What was once a pastoral landscape, full of opportunity, natural life, and abundant resources, eventually becomes stark and industrialized. It’s a brutal transformation, and only careful management and slow sustainable work can keep your town from certain death.

As a whole, Banished serves as a response to the more gimmicky pastoralism of Farmville, Hay Day, and Harvest Moon. Where resources are unending and the people and animals always healthy and happy, Banished is an important reminder that traditional rural life is not the idyllic escape less nuanced pastoral games present: it is, as Thomas Hobbes famously put it, “nasty, brutish and short.”

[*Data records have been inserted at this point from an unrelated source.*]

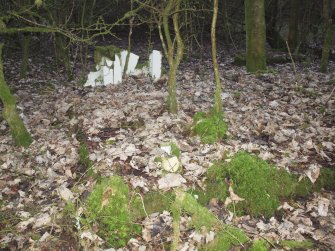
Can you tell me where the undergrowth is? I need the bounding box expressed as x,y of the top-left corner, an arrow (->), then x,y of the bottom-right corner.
193,112 -> 228,144
86,176 -> 141,247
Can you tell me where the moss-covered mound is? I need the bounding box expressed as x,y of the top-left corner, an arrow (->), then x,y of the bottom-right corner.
85,176 -> 141,247
193,112 -> 228,144
193,152 -> 296,217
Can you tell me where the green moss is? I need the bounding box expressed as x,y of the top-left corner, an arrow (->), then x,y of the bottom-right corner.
161,143 -> 181,158
294,177 -> 315,197
94,45 -> 121,64
86,176 -> 141,247
175,192 -> 220,230
200,226 -> 249,251
174,190 -> 249,251
208,152 -> 295,217
315,168 -> 335,191
79,143 -> 93,176
190,165 -> 228,206
280,240 -> 314,250
249,240 -> 270,251
130,191 -> 175,220
193,112 -> 228,144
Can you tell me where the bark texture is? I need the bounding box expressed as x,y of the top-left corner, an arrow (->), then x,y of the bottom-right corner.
0,43 -> 32,147
211,0 -> 222,114
244,0 -> 266,72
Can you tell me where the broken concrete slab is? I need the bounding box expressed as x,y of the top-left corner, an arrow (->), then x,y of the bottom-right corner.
84,47 -> 162,87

Banished’s reminder is strikingly similar to Sir Walter Raleigh’s response to Christopher Marlowe’s seminal pastoral poem “The Passionate Shepherd to His Love,” which features a shepherd singing the simple pleasures of the rural life to woo a nymph. In Raleigh’s clever poetic response “The Nymph’s Reply to the Shepard,” he lampoons Marlowe for the idealism of his descriptions, making sure to emphasize the dangers and ever-present mortality of life in the fields:

“The flowers do fade, and wanton fields
To wayward winter reckoning yields;
A honey tongue, a heart of gall,
Is fancy’s spring, but sorrow’s fall”

Of course, death and suffering have no place in the pastoral visions of Hay Day, Farmville, and Harvest Moon. As with Marlowe and many of the Romantic poets of the 19th century he influenced, the pastoral of these games serve more as an escape from the complexities of technology and modernity than as a realistic depiction of rural life.

Indeed, it’s no coincidence that the pastoral mode often rises in popularity at times of great technological progress: it began in Rome and Greece at the peak of Western antiquity’s technology, returned with the Renaissance, and arguably saw its greatest moments in the post-Industrial Revolution Romantic movement.

It’s not very surprising, then, that in the midst of the digital revolution we have seen the rise of a kind of over-the-top pastoral in games like Farmville—we may long for an escape to the idyllic life of the shepherd and the farmer now more than ever. Yet, like Raleigh with Marlowe, we have Banished to show us that these idyllic pastoral works are often more fantasy than reality: traditional rural life has its virtues, but there is a dark underbelly of fragility behind the bright, smiling faces of our virtual farms.